I would appreciate any help to solve this problem because

it slow the overall execution of my application

Here is what I did:

__device__ void getCols(float *_iarray, int row, int col)

{

	__shared__ float tmpCol[BLOCK_SIZE];

	int tid = threadIdx.x;

	int stride = blockDim.x * col;

	int tmpV;

	int size = row * col;

	for(int j = 0; j < col; j++)

	{

		//(re)initialize tmpCol for the next column

		tmpCol[tid] = 0;

		__syncthreads();		

		//get the jth col

		for(int k = 0; k < size; k += stride)

		{

			tmpV = tid * col + j + k;

			if(tmpV < size){

				tmpCol[tid] += _iarray[tmpV];	

			}	

		}

		//do somthing with tmpCol;

	}

}

tmpCol[tid] += _iarray[tmpV];

Is that supposed to be += and not just an assignment?

+= is much slower than =

tmpCol[tid] += _iarray[tmpV];

Is that supposed to be += and not just an assignment?

+= is much slower than =

is this what you’re trying to do?

__device__ void getCols(float *_iarray, int rows, int cols) {

	__shared__ float tmpCol[rows];

	int tid = threadIdx.x;

	int stride = blockDim.x;

	for(int x = 0; x < cols; x++)  {

		//get the jth col

		for(int y = tid; y < rows; y += stride)

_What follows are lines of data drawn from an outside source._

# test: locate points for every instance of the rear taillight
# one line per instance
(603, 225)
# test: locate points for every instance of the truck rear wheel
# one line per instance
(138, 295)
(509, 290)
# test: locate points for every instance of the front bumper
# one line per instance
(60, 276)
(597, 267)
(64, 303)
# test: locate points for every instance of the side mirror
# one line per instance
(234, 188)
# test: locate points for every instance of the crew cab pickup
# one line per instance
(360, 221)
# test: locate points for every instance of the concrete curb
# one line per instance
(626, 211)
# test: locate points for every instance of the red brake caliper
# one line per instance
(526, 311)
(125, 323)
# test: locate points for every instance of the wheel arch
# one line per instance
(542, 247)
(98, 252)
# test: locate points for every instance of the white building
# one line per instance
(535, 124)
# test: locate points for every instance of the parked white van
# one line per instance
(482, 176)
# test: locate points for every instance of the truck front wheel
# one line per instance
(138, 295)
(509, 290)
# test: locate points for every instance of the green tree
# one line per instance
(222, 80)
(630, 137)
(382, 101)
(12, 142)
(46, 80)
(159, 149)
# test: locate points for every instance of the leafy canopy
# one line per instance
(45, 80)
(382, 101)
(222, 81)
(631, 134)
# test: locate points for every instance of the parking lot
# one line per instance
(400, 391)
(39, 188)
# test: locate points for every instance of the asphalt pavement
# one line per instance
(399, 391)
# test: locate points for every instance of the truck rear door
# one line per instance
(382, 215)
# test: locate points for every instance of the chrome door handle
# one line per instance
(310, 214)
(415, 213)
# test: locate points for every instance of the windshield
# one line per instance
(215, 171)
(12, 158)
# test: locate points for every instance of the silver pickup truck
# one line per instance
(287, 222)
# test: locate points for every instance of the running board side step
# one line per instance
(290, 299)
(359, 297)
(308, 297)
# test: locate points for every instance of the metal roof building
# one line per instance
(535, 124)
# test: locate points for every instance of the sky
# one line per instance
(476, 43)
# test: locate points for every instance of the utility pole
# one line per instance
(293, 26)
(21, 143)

			tmpCol[y] = _iarray[x+y*cols];	

		__syncthreads();		

		//do something with tmpCol;

	}

}

is this what you’re trying to do?

__device__ void getCols(float *_iarray, int rows, int cols) {

	__shared__ float tmpCol[rows];

	int tid = threadIdx.x;

	int stride = blockDim.x;

	for(int x = 0; x < cols; x++)  {

		//get the jth col

		for(int y = tid; y < rows; y += stride)

			tmpCol[y] = _iarray[x+y*cols];	

		__syncthreads();		

		//do something with tmpCol;

	}

}